There is an "infinitely better way" to care for the needs of people with serious illnesses," what Blessed John Paul II called "the way of love and mercy." This involves a "readiness to surround patients with love, support, and companionship, providing the assistance needed to ease their physical, emotional, and spiritual suffering." It involves "effective palliative care" to treat the pain they're undergoing. Even the Boston Globe recognized, in a June 6 editorial on the death of Dr. Kevorkian, that "with proper palliative care, patients shouldn't need to take their own lives." The bishops added, "Learning how to face this last stage of our earthly lives is one of the most important and meaningful things each of us will do, and caregivers who help people through this process are also doing enormously important work. As Christians we believe that even suffering itself need not be meaningless — for as Pope John Paul II showed during his final illness, suffering accepted in love can bring us closer to the mystery of Christ's sacrifice for the salvation of others." To die with dignity is not to commit suicide, but to suffer and die within this mystery of the Lord's own death.

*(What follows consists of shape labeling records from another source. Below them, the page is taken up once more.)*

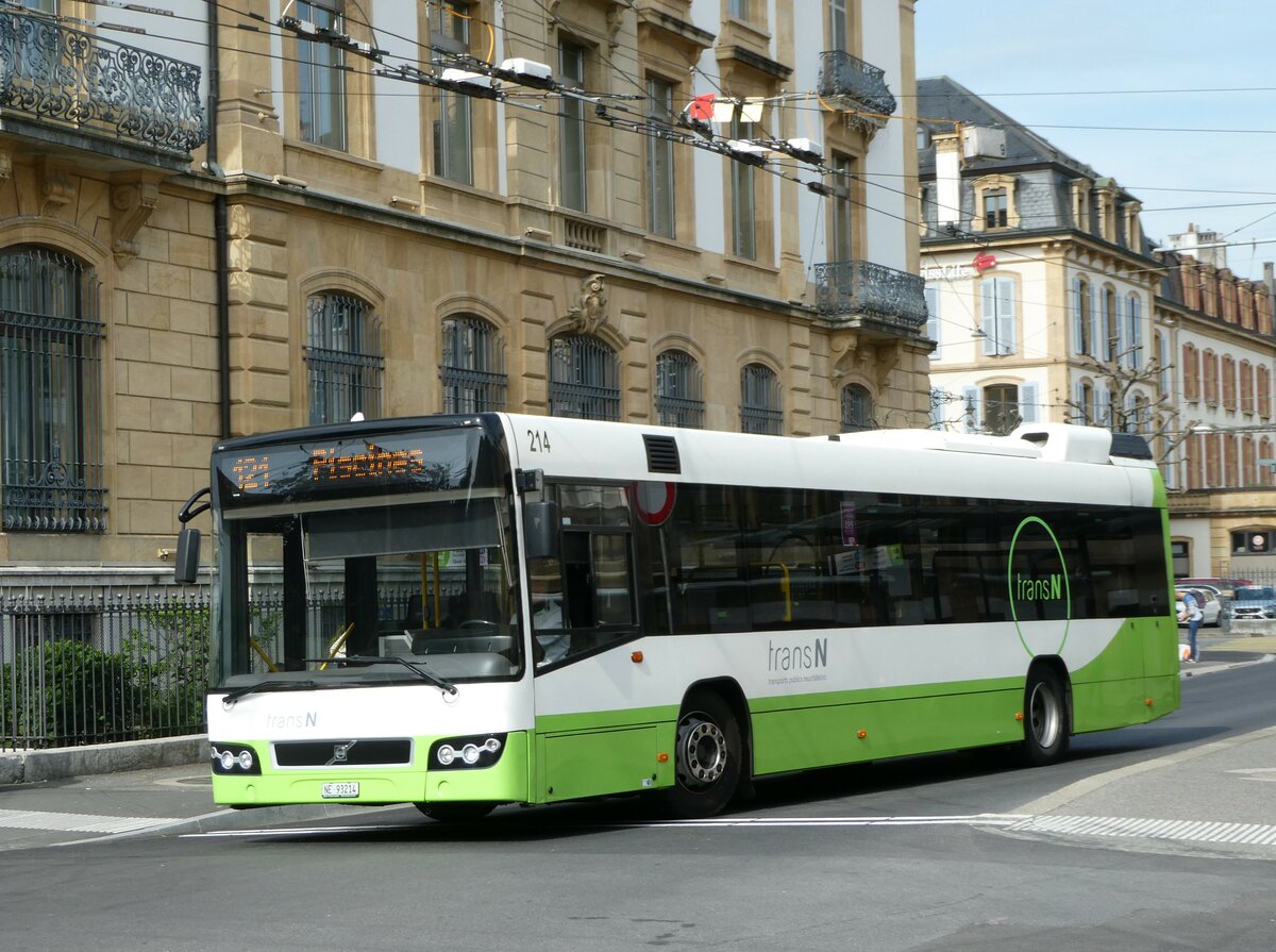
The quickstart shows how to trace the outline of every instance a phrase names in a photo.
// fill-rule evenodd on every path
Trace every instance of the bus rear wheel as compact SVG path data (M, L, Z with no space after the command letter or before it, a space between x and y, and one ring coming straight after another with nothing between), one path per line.
M743 767L740 725L731 706L711 692L688 697L678 718L667 812L680 819L721 813L735 796Z
M1050 667L1037 666L1023 685L1022 761L1030 767L1057 763L1068 753L1068 701L1063 680Z
M496 804L494 803L464 800L456 803L415 803L412 805L430 819L436 819L440 823L472 823L496 809Z

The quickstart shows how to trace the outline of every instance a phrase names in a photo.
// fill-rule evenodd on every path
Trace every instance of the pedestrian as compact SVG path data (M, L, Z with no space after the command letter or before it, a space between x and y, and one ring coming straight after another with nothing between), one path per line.
M1201 596L1196 592L1183 592L1183 611L1179 613L1179 621L1188 623L1188 661L1197 664L1201 660L1201 650L1196 643L1197 629L1205 613L1201 610Z

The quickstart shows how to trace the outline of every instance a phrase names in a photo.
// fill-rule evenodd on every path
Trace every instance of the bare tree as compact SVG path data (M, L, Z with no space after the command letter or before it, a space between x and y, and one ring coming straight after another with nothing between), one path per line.
M1067 406L1078 420L1088 424L1106 425L1114 433L1137 433L1143 436L1156 454L1159 463L1168 462L1183 442L1192 435L1199 420L1183 421L1179 408L1170 394L1157 393L1160 375L1173 370L1174 364L1161 364L1152 357L1147 362L1134 365L1134 357L1142 352L1142 346L1116 350L1118 341L1109 341L1110 360L1100 360L1085 353L1076 359L1078 364L1094 374L1096 385L1106 385L1110 394L1110 417L1106 421L1094 420L1094 407L1082 406L1069 399ZM1146 402L1142 402L1146 399Z

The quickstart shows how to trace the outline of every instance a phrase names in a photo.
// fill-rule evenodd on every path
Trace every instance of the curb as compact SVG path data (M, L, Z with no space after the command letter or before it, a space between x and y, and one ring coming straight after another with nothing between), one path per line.
M208 735L0 753L0 786L208 762Z

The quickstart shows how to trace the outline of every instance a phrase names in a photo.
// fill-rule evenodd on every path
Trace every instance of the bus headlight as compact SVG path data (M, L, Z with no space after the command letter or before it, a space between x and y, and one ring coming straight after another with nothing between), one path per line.
M246 744L211 744L209 753L213 759L213 773L260 776L262 766L256 761L253 748Z
M430 747L429 766L439 770L491 767L505 749L505 734L480 734L436 740Z

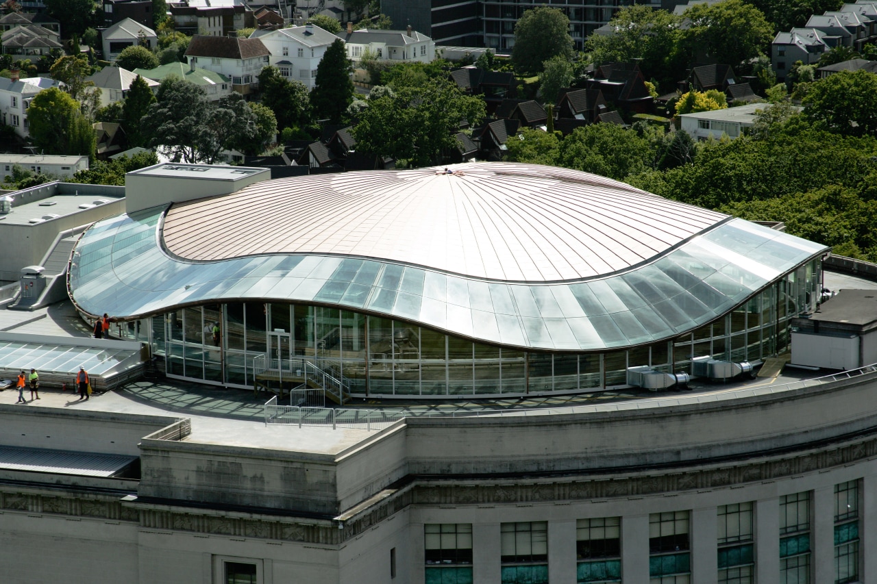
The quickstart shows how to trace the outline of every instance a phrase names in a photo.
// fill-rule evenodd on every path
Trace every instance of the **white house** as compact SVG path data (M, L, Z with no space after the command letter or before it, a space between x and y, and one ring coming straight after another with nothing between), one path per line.
M155 31L136 20L125 18L103 31L103 58L116 61L118 53L132 45L143 45L150 51L158 45Z
M0 153L0 176L3 176L4 181L12 175L12 168L16 165L34 173L70 178L80 170L89 169L89 157Z
M104 107L125 99L135 79L137 79L136 73L123 69L121 67L104 67L97 73L86 77L85 81L91 82L101 90L101 107ZM158 89L158 82L146 77L143 80L153 91Z
M247 94L259 82L271 53L259 39L210 37L196 34L186 50L190 66L218 73L232 80L232 89Z
M347 30L339 32L338 38L347 46L347 58L358 63L367 51L383 61L420 61L429 63L436 58L436 44L426 35L411 30L405 31L369 31L353 30L347 23Z
M314 89L317 66L323 54L338 39L319 26L305 25L282 28L277 31L256 31L251 39L258 38L271 52L271 65L289 81L298 81Z
M15 133L27 138L27 108L33 96L50 87L59 87L60 82L48 77L18 79L18 72L12 72L12 78L0 77L0 122L12 126Z
M759 113L767 107L770 107L769 103L748 103L736 108L681 114L679 118L682 130L696 140L718 139L723 135L734 139L746 128L752 127Z

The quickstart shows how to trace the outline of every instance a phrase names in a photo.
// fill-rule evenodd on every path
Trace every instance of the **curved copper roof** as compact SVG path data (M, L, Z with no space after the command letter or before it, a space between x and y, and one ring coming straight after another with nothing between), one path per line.
M727 219L575 170L510 163L267 181L174 205L168 250L372 258L511 281L630 268Z

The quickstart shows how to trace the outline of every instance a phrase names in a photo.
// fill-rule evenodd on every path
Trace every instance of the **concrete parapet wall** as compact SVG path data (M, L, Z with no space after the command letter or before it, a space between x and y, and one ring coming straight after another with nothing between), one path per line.
M140 438L175 421L159 416L0 404L0 444L138 456Z

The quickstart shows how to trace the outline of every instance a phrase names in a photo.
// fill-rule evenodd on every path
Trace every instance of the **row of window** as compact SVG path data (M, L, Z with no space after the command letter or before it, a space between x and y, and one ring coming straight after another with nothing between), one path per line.
M859 580L859 481L834 487L834 583ZM813 582L812 494L780 499L780 562L782 584ZM755 581L754 508L752 502L717 509L719 584ZM621 517L576 522L576 582L620 582ZM687 584L691 578L690 511L649 516L650 584ZM472 582L472 523L424 526L427 584ZM548 522L500 526L503 584L548 584Z

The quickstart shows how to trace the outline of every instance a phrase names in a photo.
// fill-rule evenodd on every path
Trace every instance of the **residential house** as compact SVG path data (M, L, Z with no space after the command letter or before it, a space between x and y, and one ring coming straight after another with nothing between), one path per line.
M554 107L554 114L560 118L584 120L593 123L597 113L606 107L606 100L600 89L563 89Z
M867 61L866 59L850 59L842 63L827 65L816 69L816 75L819 79L824 79L839 71L858 71L865 69L869 73L877 73L877 61Z
M742 135L746 128L752 127L758 114L765 107L764 103L748 103L736 108L681 114L679 118L682 130L691 134L695 139L717 139L724 135L734 139Z
M194 65L168 63L154 69L134 69L132 73L160 83L166 77L175 75L200 87L207 95L207 99L214 102L232 93L232 83L227 77Z
M724 91L729 84L736 82L736 77L731 65L702 65L691 69L688 83L697 91Z
M506 142L517 134L521 123L517 119L497 119L488 122L472 132L472 139L478 145L478 158L486 160L502 160L508 148Z
M602 91L603 98L617 107L633 113L651 113L654 98L645 87L639 66L636 63L609 63L597 68L594 79L586 87Z
M61 34L61 23L48 14L10 12L0 17L0 31L9 31L16 26L42 26Z
M831 46L826 34L816 28L793 28L788 32L777 32L771 43L771 65L777 81L785 81L786 73L796 61L804 65L819 62L819 57Z
M103 0L104 26L112 26L125 18L144 26L153 26L153 0Z
M481 96L488 115L493 114L503 99L514 97L517 82L512 73L490 71L470 65L451 72L451 78L461 90Z
M135 79L137 74L121 67L104 67L97 73L86 77L85 81L91 82L95 88L101 90L101 107L104 107L125 99ZM158 89L158 82L146 77L143 80L153 91Z
M283 28L283 17L277 11L262 6L253 12L253 18L256 20L256 28L260 31L275 31Z
M256 88L259 74L270 62L271 52L259 39L196 34L189 43L186 57L193 67L228 77L234 91L246 95Z
M61 35L43 26L18 25L0 35L4 54L33 57L48 54L53 50L62 51Z
M314 25L292 26L276 31L256 31L250 39L258 39L270 52L269 62L289 81L314 89L317 66L326 49L338 39L332 32Z
M0 153L0 176L3 176L4 181L12 175L12 168L15 166L32 173L52 174L65 179L71 178L80 170L88 170L89 157Z
M521 126L535 128L545 125L548 120L545 109L538 102L529 99L517 103L511 112L507 116L508 119L517 119L521 123Z
M121 124L113 122L96 122L91 125L95 129L95 153L100 159L106 160L112 154L118 154L128 147L128 137Z
M49 77L18 79L13 70L11 78L0 77L0 122L12 126L21 138L30 136L27 126L27 108L33 96L50 87L60 87L61 82Z
M191 0L182 4L169 4L168 11L174 19L174 28L189 36L205 34L227 37L242 28L254 28L255 18L246 4L205 4Z
M155 31L131 18L120 20L104 30L101 39L103 58L107 61L116 61L122 51L134 45L142 45L150 51L158 46Z
M429 37L411 29L405 31L354 31L352 23L338 34L347 47L347 58L357 65L364 54L380 61L429 63L436 57L436 44Z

The bishops ended their statement with a specific call to Catholics to become "messengers of the Gospel of life" and "leaders in the effort to defend and uphold the principle that each of us has a right to live with dignity through every day of our lives." Catholics, they said, need to be on the front lines not only in preventing legislative enactment of assisted-suicide but also in caring for those with chronic or terminal illnesses. They reminded us that "the choices we make together now will decide whether this is the kind of caring society we will leave to future generations." They summoned all of us to get together to "build a world in which love is stronger than death."


Father Roger J. Landry is pastor of St. Anthony of Padua in New Bedford, MA and Executive Editor of The Anchor, the weekly newspaper of the Diocese of Fall River.